SHARE PASSAGE OF BILL ON SOUND WALLS IS MUSIC TO NOISE-WEARY EARS

A group of residents living next to I-15 are a step closer to getting sound walls.

SB52, sponsored by Senate President Lane Beattie, R-West Bountiful, establishes a fund to be used for construction of sound walls. It has passed both houses of the Legislature and awaits the signature of Gov. Mike Leavitt.There's no money in the fund yet, but Beattie said he's optimistic he'll be able to get some in there before the session's out. North Salt Lake resident Kim Bell, who's been leading the charge for the sound walls, said that's at least a step in the right direction.

"We've made some measurable progress," she said.

According to a Utah Department of Transportation sound wall priority list, the $1.8 North Salt Lake-Woods Cross project is the first in line to get funding. UDOT figures the total cost of the list's 25 sound wall projects to be about $8.7 million.

Rep. Orville Carnahan, R-Salt Lake, sponsored a bill essentially the same as SB52, but he attached a companion bill requesting $5 million to be put into the sound-wall fund. Beattie doubts that bill will survive since each house of the Legislature has only $3 million to dispose of in fiscal notes.

"Anything over a million (for sound walls) would be fantastic," he said.

Beattie said he plans to put money into the sound-wall fund within the regular transportation appropriation bill.

Sen.
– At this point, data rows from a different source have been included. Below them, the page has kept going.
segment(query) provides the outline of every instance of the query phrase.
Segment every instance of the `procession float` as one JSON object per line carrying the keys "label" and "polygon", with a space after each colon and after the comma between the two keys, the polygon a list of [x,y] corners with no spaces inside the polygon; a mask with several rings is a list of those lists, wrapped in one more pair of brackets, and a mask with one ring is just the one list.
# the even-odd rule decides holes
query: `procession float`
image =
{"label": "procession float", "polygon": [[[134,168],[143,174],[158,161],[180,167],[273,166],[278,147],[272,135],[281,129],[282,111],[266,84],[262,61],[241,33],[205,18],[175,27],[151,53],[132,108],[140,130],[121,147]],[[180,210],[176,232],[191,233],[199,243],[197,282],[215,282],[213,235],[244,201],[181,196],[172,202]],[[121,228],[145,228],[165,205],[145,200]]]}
David Buhler, R-Salt Lake, has sponsored a bill appropriating $2.2 million for sound walls on the east loop of I-215, but it has been tabled in the Senate and isn't likely to go anywhere.

Because of the way sound walls are funded, numerous sound-wall bills are inevitably introduced in every legislative session, and almost as inevitably defeated. UDOT does not finance construction of retro-fit sound walls - walls that aren't part of a current highway installation or expansion project. The money has to come directly from lawmakers, who usually prefer spending money on other things.

Most past bills, like Buhler's, specify a specific location. That makes passage tough sledding since most legislators, predictably, think their own location should be given priority.

Beattie's bill finesses the issue by leaving the decision of where to build to UDOT engineers.

Wasatch Front residents living next to freeways have expressed some frustration that, with all this year's talk of surplus this and tax cut that, they can't get a few paltry million to reduce the continuous din of traffic bombarding their homes and yards.

"Everybody I talk to says, `I don't know why we can't get a wall; they have all that money,' " said Woods Cross resident Leola Mik-kel-sen.

Right now things are looking pretty good for North Salt Lake and Woods Cross residents, but no money has been nailed down yet. And until it does, Mikkelsen's taking everything with a grain of salt.

"Until that first brick gets laid or that first cement gets poured, I won't believe it," she said.

In Woods Cross, the sound walls would be installed on the west side of I-15 from 500 South to 2500 South, and on the east side from 1500 South to 1900 South. In North Salt Lake, the sound walls would go in on the east side of I-15 from the I-215 merge to the 2600 South interchange.

Next on the UDOT sound wall priority list are various locations on the west loop of I-215, then the east loop, then I-80.